Purified AtCnfU-V (25 μg) dissolved in a buffer containing 50 mM Tris-HCl, pH 7.5, 150 mM KCl, and 5 mM DTT were further treated either with 10 mM EDTA or 1 mM DTT on ice for 1 h. After treatment, samples were loaded onto Superdex 75 columns (Amersham Biosciences) and eluted with the same buffer. Protein elution was monitored by simultaneous absorbance measurements at 280, 330, and 420 nm (Figure 10A). Twelve 100-μL fractions were collected and analyzed by protein gel blotting as described above (Figure 10B).

To perform the subsequent ferredoxin iron-sulfur cluster reconstitution assay, purified AtCnfU-V (200 μg) dissolved in a buffer containing 50 mM Tris-HCl, pH 7.5, 150 mM KCl, and 1 mM DTT was further treated with or without 10 mM dithionite on ice briefly and subjected to gel filtration column chromatography as above. Each 20-μL fraction obtained after gel filtration was incubated with 20 μg apo-ferredoxin for 60 min at 25°C and analyzed as described above.

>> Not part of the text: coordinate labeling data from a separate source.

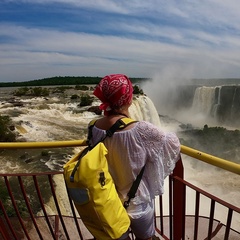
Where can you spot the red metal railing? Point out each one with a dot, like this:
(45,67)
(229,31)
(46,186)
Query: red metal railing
(24,196)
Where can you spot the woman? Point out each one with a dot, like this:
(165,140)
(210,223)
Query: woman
(140,144)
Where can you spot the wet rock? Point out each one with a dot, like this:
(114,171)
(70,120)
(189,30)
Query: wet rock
(95,109)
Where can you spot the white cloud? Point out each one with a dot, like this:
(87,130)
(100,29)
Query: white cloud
(194,38)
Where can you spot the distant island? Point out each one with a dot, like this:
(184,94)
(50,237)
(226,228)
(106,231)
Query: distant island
(67,80)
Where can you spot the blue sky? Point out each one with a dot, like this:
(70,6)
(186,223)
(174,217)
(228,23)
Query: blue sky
(155,38)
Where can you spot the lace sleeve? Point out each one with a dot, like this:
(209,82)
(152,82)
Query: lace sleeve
(170,152)
(163,148)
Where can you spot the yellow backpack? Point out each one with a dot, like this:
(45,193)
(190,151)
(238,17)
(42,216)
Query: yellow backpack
(93,192)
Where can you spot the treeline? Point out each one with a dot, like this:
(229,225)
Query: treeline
(62,81)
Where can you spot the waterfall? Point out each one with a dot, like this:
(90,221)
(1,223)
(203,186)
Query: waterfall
(143,109)
(204,100)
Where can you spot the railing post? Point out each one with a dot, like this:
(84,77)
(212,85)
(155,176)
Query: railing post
(178,203)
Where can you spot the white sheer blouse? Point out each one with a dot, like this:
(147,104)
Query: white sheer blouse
(129,150)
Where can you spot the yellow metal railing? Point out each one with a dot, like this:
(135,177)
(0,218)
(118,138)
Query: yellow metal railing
(215,161)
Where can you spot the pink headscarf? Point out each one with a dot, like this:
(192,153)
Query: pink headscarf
(114,91)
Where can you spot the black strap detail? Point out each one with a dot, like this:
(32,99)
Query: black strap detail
(119,124)
(84,152)
(134,187)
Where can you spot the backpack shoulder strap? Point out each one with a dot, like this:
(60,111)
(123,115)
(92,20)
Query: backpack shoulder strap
(119,125)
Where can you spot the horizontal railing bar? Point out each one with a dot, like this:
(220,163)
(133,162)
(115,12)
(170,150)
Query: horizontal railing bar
(210,159)
(218,200)
(30,174)
(55,144)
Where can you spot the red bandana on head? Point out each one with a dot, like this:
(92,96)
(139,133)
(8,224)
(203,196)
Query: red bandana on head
(114,91)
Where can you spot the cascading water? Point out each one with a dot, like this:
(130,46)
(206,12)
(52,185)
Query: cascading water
(53,119)
(219,103)
(204,100)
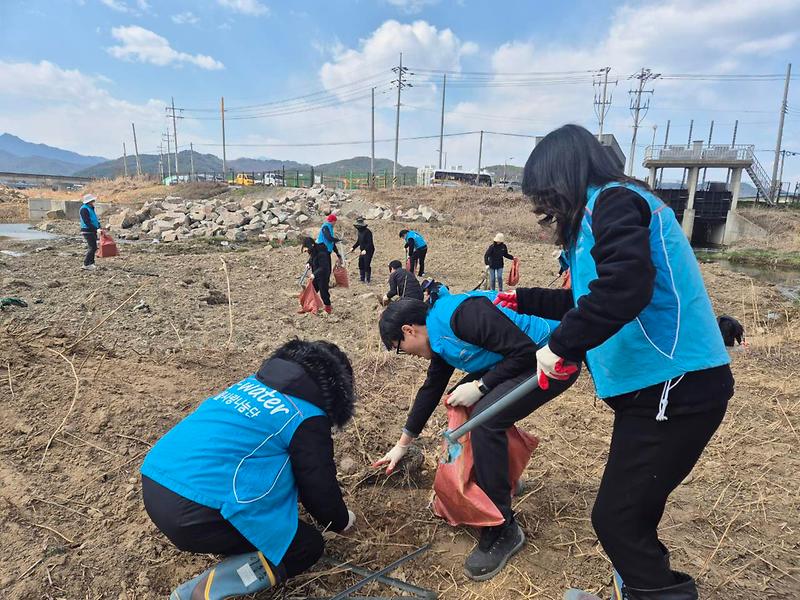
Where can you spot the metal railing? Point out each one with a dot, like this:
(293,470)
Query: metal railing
(700,152)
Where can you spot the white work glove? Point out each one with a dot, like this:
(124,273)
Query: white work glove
(351,520)
(466,394)
(394,456)
(551,366)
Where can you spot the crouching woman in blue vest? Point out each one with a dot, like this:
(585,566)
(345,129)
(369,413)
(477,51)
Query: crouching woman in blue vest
(639,315)
(496,347)
(227,478)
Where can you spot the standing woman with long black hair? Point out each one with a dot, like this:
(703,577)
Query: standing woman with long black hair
(638,314)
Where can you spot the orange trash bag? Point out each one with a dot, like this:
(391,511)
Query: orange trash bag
(107,247)
(458,499)
(309,299)
(340,276)
(513,272)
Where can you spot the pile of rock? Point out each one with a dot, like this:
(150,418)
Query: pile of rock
(255,216)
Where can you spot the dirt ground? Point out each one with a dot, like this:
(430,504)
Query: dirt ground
(101,364)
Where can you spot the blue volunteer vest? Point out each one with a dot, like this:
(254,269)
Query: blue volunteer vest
(95,222)
(321,236)
(419,241)
(674,334)
(469,357)
(231,454)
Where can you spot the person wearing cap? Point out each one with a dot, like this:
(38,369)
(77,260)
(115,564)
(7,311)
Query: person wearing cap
(493,259)
(402,284)
(367,246)
(90,227)
(227,478)
(327,237)
(417,249)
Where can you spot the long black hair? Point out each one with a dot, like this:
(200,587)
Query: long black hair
(560,169)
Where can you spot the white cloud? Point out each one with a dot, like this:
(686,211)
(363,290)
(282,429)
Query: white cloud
(246,7)
(67,108)
(143,45)
(422,45)
(185,18)
(117,5)
(412,6)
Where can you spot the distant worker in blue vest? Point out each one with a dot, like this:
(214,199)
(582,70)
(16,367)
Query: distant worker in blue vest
(402,284)
(417,249)
(493,259)
(638,314)
(367,250)
(496,347)
(227,478)
(90,229)
(326,236)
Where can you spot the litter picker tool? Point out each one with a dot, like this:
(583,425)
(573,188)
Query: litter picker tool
(451,437)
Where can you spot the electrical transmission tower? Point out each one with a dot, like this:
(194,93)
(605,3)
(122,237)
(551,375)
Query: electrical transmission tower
(639,109)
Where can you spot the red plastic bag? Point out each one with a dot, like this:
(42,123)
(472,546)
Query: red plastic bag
(458,499)
(513,272)
(107,247)
(309,299)
(341,276)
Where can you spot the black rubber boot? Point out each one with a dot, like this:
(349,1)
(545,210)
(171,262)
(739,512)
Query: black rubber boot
(685,590)
(496,546)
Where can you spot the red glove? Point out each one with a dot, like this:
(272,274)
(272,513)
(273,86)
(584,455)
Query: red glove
(507,300)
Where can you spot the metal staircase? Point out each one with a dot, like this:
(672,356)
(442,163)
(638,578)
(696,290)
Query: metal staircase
(760,178)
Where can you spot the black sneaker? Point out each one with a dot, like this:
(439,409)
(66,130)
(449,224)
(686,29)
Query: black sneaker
(496,546)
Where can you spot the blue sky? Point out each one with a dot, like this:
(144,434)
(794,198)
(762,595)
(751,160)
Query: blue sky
(75,73)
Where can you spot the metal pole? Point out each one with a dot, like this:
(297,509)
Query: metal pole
(780,127)
(480,152)
(191,158)
(136,148)
(224,159)
(397,121)
(441,127)
(175,137)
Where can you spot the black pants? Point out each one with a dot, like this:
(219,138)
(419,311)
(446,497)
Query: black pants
(647,460)
(90,237)
(322,285)
(490,442)
(196,528)
(365,265)
(418,256)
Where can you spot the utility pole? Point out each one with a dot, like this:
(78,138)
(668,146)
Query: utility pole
(480,152)
(710,133)
(441,127)
(638,109)
(169,151)
(400,70)
(191,159)
(136,148)
(602,100)
(372,155)
(224,159)
(780,128)
(174,133)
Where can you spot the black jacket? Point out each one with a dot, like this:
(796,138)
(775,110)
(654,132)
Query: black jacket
(320,262)
(404,284)
(478,322)
(311,448)
(364,240)
(494,255)
(624,284)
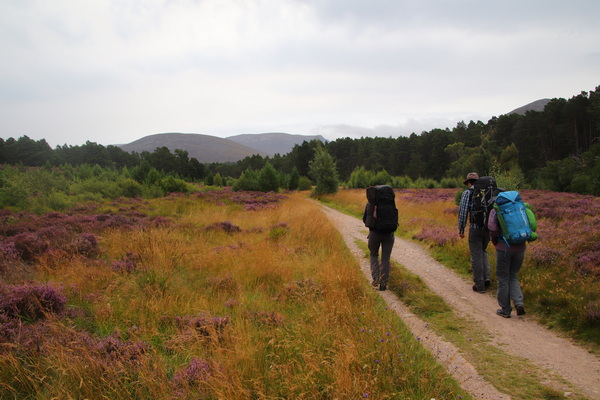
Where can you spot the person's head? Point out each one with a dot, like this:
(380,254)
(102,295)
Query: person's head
(471,178)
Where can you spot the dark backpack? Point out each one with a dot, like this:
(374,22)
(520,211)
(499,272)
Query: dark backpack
(381,213)
(483,195)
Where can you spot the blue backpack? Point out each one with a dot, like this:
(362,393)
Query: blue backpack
(516,219)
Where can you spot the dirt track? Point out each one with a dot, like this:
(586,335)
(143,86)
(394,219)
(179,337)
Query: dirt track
(520,336)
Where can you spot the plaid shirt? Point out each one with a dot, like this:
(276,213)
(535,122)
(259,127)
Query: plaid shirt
(463,210)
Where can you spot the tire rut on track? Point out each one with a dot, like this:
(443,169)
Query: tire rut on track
(520,336)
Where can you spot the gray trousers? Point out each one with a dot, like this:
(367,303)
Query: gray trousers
(479,238)
(380,272)
(508,266)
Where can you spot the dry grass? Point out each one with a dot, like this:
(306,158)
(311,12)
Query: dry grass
(223,303)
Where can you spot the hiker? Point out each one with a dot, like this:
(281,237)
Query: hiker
(381,217)
(479,237)
(509,260)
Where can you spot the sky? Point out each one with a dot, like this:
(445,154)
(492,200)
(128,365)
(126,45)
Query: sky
(114,71)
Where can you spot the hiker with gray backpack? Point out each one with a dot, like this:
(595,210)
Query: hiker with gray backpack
(381,217)
(512,224)
(475,204)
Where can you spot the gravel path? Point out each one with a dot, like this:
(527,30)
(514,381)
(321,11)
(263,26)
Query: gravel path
(520,336)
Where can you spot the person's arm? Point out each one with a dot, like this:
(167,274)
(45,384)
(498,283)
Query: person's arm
(463,211)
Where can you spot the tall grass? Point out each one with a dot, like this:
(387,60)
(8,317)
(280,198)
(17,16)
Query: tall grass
(561,273)
(223,298)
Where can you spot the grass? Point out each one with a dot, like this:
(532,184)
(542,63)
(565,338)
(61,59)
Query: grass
(509,374)
(561,294)
(220,302)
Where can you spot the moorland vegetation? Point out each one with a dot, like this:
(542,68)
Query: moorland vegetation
(561,273)
(213,294)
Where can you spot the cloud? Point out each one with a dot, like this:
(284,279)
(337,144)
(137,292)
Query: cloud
(115,71)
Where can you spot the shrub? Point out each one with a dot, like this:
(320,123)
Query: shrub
(31,301)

Measurements of Oxygen Evolution, Chlorophyll Fluorescence, and P700 Redox State

Rates of oxygen evolution were measured with a leaf disc oxygen-electrode system (Hansatech, Kings Lynn, UK) at a saturating concentration of CO₂ (∼10%) at 25°C. In vivo chlorophyll fluorescence of detached leaves was excited and detected with a pulse amplitude modulated fluorometer (PAM101/102/103; Walz, Effeltrich, Germany). A modulated nonactinic measuring beam was used to measure fluorescence. Pulses (1 s) of white light (4000 μmol/m²/s) spaced every 30 s were used to determine the maximum fluorescence (Fm) and the ratio (Fm-Fo)/Fm = Fv/Fm. Actinic light with an intensity of 520 μmol/m²/s was used to drive photosynthesis. The redox state of P700 was monitored by absorbance changes at 820 nm using an ED-P700 detector unit attached to the pulse amplitude modulated fluorometer. The oxidation of P700 was induced by illumination with a 2-min period of far-red light (30 W/m²) to detached leaves (24 mm²).

Blue Native Gel Electrophoresis

Blue native gel electrophoresis was performed as described (Schägger et al., 1994; Asakura et al., 2004). Chloroplast proteins (67 μg) were solubilized with 0.5% (w/v) n-dodecy-β-d-maltoside and separated by 5 to 14% blue native gel electrophoresis. Ferritin (880 kD and 440 kD), catalase (230 kD), and BSA (132 kD and 66 kD) were used as molecular mass marker proteins.